In Soo's practice, residents and fellows are taught communication skills as part of their training. "Understanding the patient's perspective not only builds compassion and enhances communication, it also helps radiologists anticipate questions and concerns and develop comfortable routines for discussions with patients," says Soo.
"Communicating directly with patients is not a task many radiologists are used to, but it is a skill that can be learned. Patients are nervous, and they are looking for any help that we can give them. With time and experience, you learn to ease patients' anxiety and reassure them in any way you can," Malmed adds. Monticciolo agrees: "If we can approach our patients with compassion and understanding, it really goes a long way, both for patients and for radiologists. It is very rewarding."
Reducing the wait time for screening mammogram results significantly cuts back on patient anxiety and enhances the radiologist-patient relationship. At Monticciolo's practice, radiologists worked with primary care providers to establish a protocol in which the breast imaging clinic can give results directly to patients. When a patient has an abnormal mammogram, by law a notification letter is sent, but the clinic also calls the patient. "We want to make sure the patient understands their next step and has the opportunity to ask questions," says Monticciolo. Patients who need further diagnostic testing can often be scheduled the same day or soon thereafter.
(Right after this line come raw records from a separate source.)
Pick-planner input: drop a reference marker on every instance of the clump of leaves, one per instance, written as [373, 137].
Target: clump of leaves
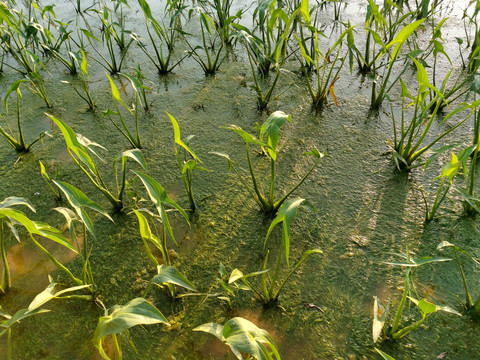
[426, 308]
[243, 337]
[268, 141]
[271, 286]
[119, 319]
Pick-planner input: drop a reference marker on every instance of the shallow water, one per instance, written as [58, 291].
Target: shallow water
[366, 210]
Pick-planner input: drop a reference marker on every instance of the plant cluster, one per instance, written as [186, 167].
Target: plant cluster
[279, 34]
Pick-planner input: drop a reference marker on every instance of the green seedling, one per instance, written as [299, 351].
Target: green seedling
[56, 193]
[10, 217]
[384, 356]
[15, 39]
[326, 68]
[243, 337]
[230, 290]
[165, 35]
[139, 86]
[380, 311]
[271, 286]
[449, 171]
[220, 11]
[119, 319]
[189, 163]
[79, 148]
[109, 36]
[208, 54]
[376, 26]
[268, 140]
[118, 27]
[37, 86]
[267, 52]
[167, 276]
[48, 34]
[41, 299]
[161, 200]
[381, 82]
[409, 138]
[84, 83]
[79, 202]
[134, 140]
[19, 145]
[469, 304]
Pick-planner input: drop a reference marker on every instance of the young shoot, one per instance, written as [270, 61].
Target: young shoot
[86, 95]
[11, 217]
[18, 144]
[117, 320]
[79, 148]
[243, 337]
[207, 55]
[271, 285]
[469, 304]
[35, 308]
[80, 202]
[268, 141]
[426, 308]
[187, 163]
[164, 40]
[134, 140]
[409, 139]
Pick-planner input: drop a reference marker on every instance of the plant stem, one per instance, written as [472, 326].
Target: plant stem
[6, 281]
[468, 298]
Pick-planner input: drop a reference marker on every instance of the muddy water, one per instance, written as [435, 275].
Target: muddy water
[366, 210]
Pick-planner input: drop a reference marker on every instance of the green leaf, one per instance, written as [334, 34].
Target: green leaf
[249, 139]
[14, 87]
[159, 197]
[304, 9]
[401, 37]
[286, 214]
[170, 275]
[380, 312]
[211, 328]
[135, 154]
[14, 201]
[137, 312]
[74, 145]
[271, 129]
[49, 293]
[451, 168]
[427, 307]
[235, 275]
[242, 335]
[78, 200]
[178, 140]
[84, 64]
[116, 93]
[384, 355]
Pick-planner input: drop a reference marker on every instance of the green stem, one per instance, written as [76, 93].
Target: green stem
[468, 298]
[398, 315]
[117, 348]
[265, 206]
[20, 132]
[406, 330]
[9, 345]
[275, 275]
[6, 281]
[272, 182]
[58, 264]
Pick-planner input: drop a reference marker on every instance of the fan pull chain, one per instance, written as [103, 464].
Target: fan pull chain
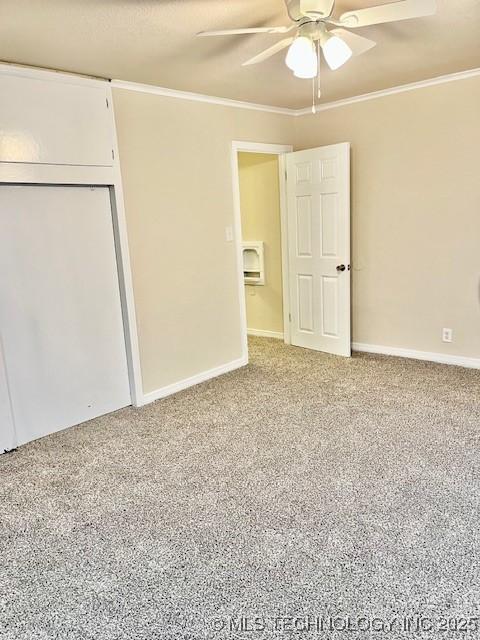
[319, 88]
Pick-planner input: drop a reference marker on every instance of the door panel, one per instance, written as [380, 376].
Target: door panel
[60, 310]
[318, 201]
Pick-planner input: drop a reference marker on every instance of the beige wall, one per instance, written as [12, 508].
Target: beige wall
[415, 220]
[260, 207]
[176, 166]
[415, 214]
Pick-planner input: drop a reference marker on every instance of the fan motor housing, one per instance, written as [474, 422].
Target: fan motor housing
[300, 9]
This benefit could be extended to patients receiving all types of medical imaging.
At Northwest Community Hospital, women can request to wait on-site for their screening mammogram results. "Not every patient wants this service," Malmed explains. "But we have our systems set up so the radiologists have the dedicated, uninterrupted time they need to interpret mammograms, while still being available to provide results directly to patients." While these requests are not scheduled in advance, Malmed notes that usually the time needed is easily absorbed by the standard schedule.
The time required for a patient conversation is often unpredictable, but the benefits of making the effort are immeasurable. "It is very rewarding. It's really a privilege to help patients through often very emotional and vulnerable times," Soo says. "One relatively young, vibrant patient who required extra time and support during the biopsy recommendation told me she had decided to decline any therapy because of what she had seen friends and family experience during breast cancer treatment. We had a fairly long conversation, and I encouraged her to reconsider her decision. She later told me that based on our conversations, she changed her mind. This confirmed for me the importance of the radiologist's role at the time of diagnosis in providing compassion, support, and encouragement. We can empower patients to become involved in their healing as treatment begins."
And practices are seeing the benefits of boosting patient interaction. "We have patients who travel hundreds of miles, passing several large breast-imaging centers, to come to use because they know us and know we care," Monticciolo says. "That is a pretty big compliment."
Investing in patient communication puts a face on the radiologist as the patient's personal physician. This interaction adds value to the service provided, directly in line with emerging value-based payment models. "In order for radiologists to excel in the era of changing values and reimbursements," says Soo, "we need to establish a greater presence as personal physicians for our patients."